Spring naar content

Vraag trainingssturing zuurstofsaturatie

Vooralsnog geeft het meten van de zuurstofsaturatie van het arteriële bloed (SaO2) geen concrete aanknopingspunten op basis waarvan trainingssturing mogelijk is. Ongeveer vijftig procent van de mannelijke duurgetrainde atleten laat tijdens inspanning een daling van de SaO2 zien, ook wel exercise-induced hypoxemia (EIH) genoemd. Hierdoor neemt bij deze atleten het prestatieniveau af. Hoewel het ontstaan van EIH is tegen te gaan door zuurstofrijke lucht in te ademen (>21% O2) of intraveneus natriumbicarbonaat toe te dienen, lijkt het niet wenselijk dit daadwerkelijk toe te passen. Door te voorkomen dat EIH optreedt, onderdrukt men namelijk ook de lichamelijke aanpassing aan EIH, waaronder de productie van erytropoëtine (EPO), terwijl dit vaak juist één van de gewenste aanpassingen is aan duurtraining. Het meten van de SaO2 bij atleten die veelvuldig op hoogte trainen is wel aan te bevelen. Indien een atleet namelijk op zeeniveau te maken krijgt met EIH, zal zijn prestatieniveau op hoogte verder beperkt zijn in vergelijking met dat van een atleet die geen EIH heeft. Echter, hiervoor volstaat een eenmalige meting van de SaO2 tijdens intensieve inspanning op zeeniveau. Omdat het meten van de SaO2 geen concrete aanknopingspunten biedt voor het sturen van trainingen, is geen antwoord te geven op de subvraag.

De saturatie is een maat die aangeeft hoeveel procent van het hemoglobine in het arteriële bloed gebonden is aan zuurstof. Aan elke hemoglobinemolecuul kunnen vier zuurstofmoleculen binden. Hoeveel zuurstof de hemoglobinemoleculen uiteindelijk kunnen binden is afhankelijk van de zuurstofspanning van het arteriële bloed (PaO2). Op zeeniveau is deze PaO2 in rust ongeveer 100 mmHg [6]. Bij deze zuurstofspanning is de SaO2 bijna honderd procent. Naarmate de PaO2 afneemt zal ook de SaO2 afnemen. De relatie tussen PaO2 en SaO2 is beschreven in de zogenaamde ‘zuurstofdissociatiecurve’. Door inspanning stijgt de temperatuur en de zuurgraad van het bloed (pH) neemt af, waarmee ook het verloop van de zuurstofdissociatiecurve verschuift. Door de stijging van de temperatuur en de zuurgraad zal de SaO2 bij een gelijke PaO2 dalen. De verminderde affiniteit van hemoglobine om zuurstof te binden door een stijging van onder andere de temperatuur en de zuurgraad staat ook wel bekend als het ‘Bohr-effect’.

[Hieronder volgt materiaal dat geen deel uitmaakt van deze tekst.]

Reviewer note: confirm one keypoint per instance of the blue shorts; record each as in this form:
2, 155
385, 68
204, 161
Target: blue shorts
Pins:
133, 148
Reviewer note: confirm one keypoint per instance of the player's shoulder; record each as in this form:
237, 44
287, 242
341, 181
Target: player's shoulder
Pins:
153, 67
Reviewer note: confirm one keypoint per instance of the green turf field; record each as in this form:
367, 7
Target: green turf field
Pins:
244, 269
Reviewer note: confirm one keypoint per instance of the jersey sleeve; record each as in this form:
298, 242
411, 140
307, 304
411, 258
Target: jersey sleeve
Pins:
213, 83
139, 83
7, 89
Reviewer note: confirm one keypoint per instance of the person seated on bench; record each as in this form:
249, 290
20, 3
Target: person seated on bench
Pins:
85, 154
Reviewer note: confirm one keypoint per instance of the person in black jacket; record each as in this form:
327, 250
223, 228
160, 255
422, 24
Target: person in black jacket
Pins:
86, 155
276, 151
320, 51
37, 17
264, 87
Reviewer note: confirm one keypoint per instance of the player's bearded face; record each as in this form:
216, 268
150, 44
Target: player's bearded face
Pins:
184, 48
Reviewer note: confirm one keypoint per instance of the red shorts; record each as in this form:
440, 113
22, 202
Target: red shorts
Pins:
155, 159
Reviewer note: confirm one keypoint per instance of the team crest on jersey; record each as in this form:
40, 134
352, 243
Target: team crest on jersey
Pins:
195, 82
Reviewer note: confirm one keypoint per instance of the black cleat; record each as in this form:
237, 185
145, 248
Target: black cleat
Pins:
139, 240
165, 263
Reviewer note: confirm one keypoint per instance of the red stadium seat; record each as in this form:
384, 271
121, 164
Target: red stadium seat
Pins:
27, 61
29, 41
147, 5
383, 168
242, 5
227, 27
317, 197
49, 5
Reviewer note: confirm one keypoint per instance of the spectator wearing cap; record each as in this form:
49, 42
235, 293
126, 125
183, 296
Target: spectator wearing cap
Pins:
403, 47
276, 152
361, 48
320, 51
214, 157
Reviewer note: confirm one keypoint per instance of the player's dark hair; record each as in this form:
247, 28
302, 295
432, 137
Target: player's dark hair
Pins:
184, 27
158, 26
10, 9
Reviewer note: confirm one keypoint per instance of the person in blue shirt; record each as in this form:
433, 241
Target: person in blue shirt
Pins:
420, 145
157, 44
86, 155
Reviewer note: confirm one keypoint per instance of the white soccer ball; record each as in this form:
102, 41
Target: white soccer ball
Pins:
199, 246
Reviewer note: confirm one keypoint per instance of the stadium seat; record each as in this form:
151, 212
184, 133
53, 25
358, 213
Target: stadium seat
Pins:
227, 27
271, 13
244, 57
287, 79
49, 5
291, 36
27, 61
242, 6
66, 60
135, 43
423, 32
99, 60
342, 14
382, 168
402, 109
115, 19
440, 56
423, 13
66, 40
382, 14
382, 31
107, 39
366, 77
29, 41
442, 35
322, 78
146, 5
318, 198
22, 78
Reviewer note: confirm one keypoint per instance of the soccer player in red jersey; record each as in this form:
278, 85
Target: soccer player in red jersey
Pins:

Een afname van de SaO2 tijdens inspanning noemt men ook wel ‘exercise-induced hypoxamia’ (EIH) [3,4,6]. In de literatuur bestaat geen eenduidige definitie vanaf welke PaO2 of SaO2 sprake is van EIH. Prefaut e.a. stellen in een review dat bij een daling van de PaO2 van ≥ 10 mmHg of een SaO2 ≤ 90-92 procent sprake is van EIH [4]. Een SaO2 < 95 procent is ook een veelgebruikt afkappunt [3]. Met deze inconsistentie afkappunten in het achterhoofd blijkt dat ongeveer vijftig procent van de mannelijke duurgetrainde atleten tijdens inspanning te maken krijgt met een geleidelijk afnemende SaO2 [3,4]. De lichaamslengte, het lichaamsgewicht en het longvolume lijken geen invloed te hebben op het optreden van EIH [3]. De bij de inspanning betrokken spiermassa daarentegen wel [3]. De daling in SaO2 is namelijk groter indien meer spiermassa betrokken is bij de inspanning.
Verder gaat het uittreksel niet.